Лентул обращает на него благосклонное внимание, кивает и удостаивает ответом: мол, вполне возможно…
— Более того, это установленный факт! — подхватывает с горячностью Апроний. — При помощи этой теории легко объяснить многие исторические события, раздутые до невероятных масштабов историками-подстрекателями.
Однако пыл соседа оставляет Лентула равнодушным. Владелец гладиаторской школы ворчит, что всегда досыта кормил своих людей и прибегает к услугам лучших врачей, наблюдающих за их здоровьем и питанием. А эти твари ответили на всю его заботу самой подлой неблагодарностью!
Апроний, воплощение сочувствия, осведомляется, что за тревоги гложут соседа. Он понимает, конечно, что в такой момент клянчить бесплатный билетик не подобает, просто старается соблюсти приличия.

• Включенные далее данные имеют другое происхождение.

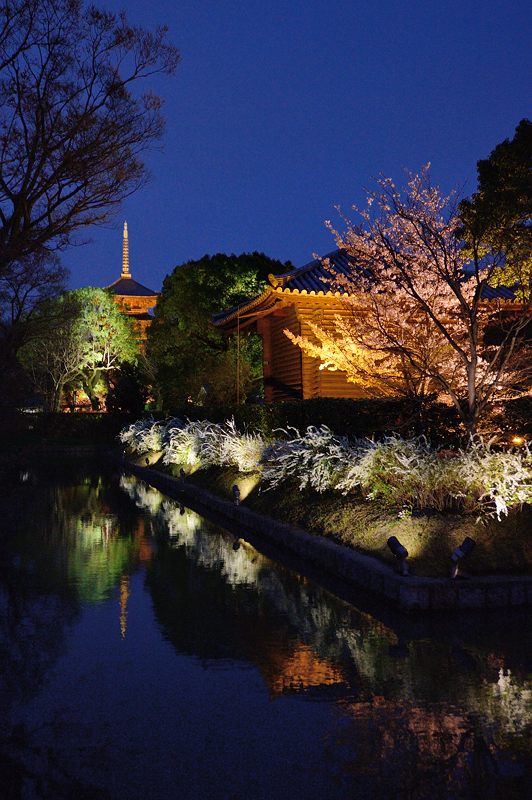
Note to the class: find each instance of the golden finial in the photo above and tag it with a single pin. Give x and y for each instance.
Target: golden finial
(124, 597)
(125, 255)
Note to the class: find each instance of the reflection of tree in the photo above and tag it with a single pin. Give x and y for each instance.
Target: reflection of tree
(437, 708)
(60, 544)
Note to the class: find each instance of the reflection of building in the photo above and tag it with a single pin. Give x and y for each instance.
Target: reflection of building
(133, 298)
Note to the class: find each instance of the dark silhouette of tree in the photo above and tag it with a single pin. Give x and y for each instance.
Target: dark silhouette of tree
(73, 127)
(191, 356)
(498, 217)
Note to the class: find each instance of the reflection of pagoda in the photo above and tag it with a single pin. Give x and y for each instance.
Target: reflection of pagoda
(133, 298)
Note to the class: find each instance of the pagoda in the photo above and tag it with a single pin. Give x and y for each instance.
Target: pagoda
(132, 297)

— Что толку скрывать то, что вот-вот будет знать каждый встречный! — взрывается Лентул. — Семьдесят лучших моих гладиаторов сбежали этой ночью. Полиция сбилась с ног, но их и след простыл.
Начав жаловаться, толстяк уже не в силах остановиться. Достается и временам — хуже не бывает, и делам — идут из рук вон плохо!

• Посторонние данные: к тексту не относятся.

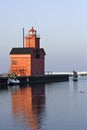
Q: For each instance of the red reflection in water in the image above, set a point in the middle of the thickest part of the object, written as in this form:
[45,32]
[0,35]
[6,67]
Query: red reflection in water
[29,104]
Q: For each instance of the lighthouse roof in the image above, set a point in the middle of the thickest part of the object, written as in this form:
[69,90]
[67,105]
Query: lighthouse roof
[17,51]
[32,30]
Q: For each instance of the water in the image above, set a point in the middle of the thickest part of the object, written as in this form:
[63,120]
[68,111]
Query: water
[55,106]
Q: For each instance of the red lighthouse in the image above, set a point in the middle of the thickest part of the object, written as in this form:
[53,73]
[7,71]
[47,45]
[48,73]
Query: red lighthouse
[28,60]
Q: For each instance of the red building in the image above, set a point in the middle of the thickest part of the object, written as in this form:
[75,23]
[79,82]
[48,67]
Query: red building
[28,60]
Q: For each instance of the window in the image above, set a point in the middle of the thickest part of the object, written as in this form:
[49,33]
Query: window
[14,62]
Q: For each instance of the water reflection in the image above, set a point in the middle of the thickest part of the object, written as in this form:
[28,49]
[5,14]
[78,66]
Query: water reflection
[28,107]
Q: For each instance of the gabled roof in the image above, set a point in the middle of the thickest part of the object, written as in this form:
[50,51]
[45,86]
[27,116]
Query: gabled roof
[22,51]
[16,51]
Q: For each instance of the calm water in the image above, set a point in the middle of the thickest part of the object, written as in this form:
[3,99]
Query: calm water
[56,106]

Писец Апроний почтительно внимает излияниям, сильно наклонившись вперед — поза крайнего внимания; пальцы комкают собранный на коленях подол. Он знает, что Лентул не только стяжал всеобщее уважение своими успехами в делах, но и сделал заметную политическую карьеру в Риме. В Капуе он объявился всего два года назад и основал гладиаторскую школу, уже завоевавшую хорошую репутацию. Его деловые связи оплели наподобие паутины всю Италию и заморские провинции; его агенты закупают двуногое сырье на всех невольничьих рынках и сбывают его, превратив годовыми тренировками в образцовых гладиаторов, в Испании, на Сицилии, азиатским владыкам. Лентул добился такого успеха верностью принципам: он прибегает к услугам только известных учителей и врачей. Но главное — его способность подчинить гладиаторов железной дисциплине: побежденные, они никогда не просят пощады, принимают перед смертью изящные позы и ничем не раздражают зрителей.
«Жить может любой, — твердит он своим гладиаторам, — а вот смерть — это искусство, которым приходится овладевать». Благодаря своему умению умирать благородно и красиво гладиаторы Лентула приносили доход на добрые пятьдесят процентов больше, чем ученики любой другой школы.
Но, выходит, дурные времена не обошли стороной даже счастливчика Лентула. Писцу это как бальзам на душу, он даже готов сострадать великому человеку. Тот откровенничает:
— Видишь ли, добрый человек, все устроители игр сейчас в затруднении, а виновата в этом публика. Она больше не ценит умелых, выдрессированных борцов. Получается, что все траты на их подготовку — напрасный расход. Ныне количество подменяет собой качество, публике хочется, чтобы всякое представление походило на разрывание людей дикими зверями. Представляешь ли ты, что это означает для моей профессии? Очень просто: в классической дуэли двух борцов падеж равен, как ты догадываешься, одному участнику из двух, или пятидесяти процентам. Накинь еще десяток процентов на смертельно раненых — и мы получаем шестьдесят процентов потерь на каждом выступлении! С такими издержками впору ноги протянуть! А публике подавай еще зверей! Ей хочется щекотки для нервов, и плевать, что в этом случае потери вырастают до восьмидесяти пяти — девяноста процентов. Третьего дня наставник моего сына, очень способный математик, подсчитал, что шанс гладиатора проработать три года равен одному из двадцати пяти. Логика подсказывает, что хозяин должен возмещать за полтора-два представления все свои затраты на этого гладиатора.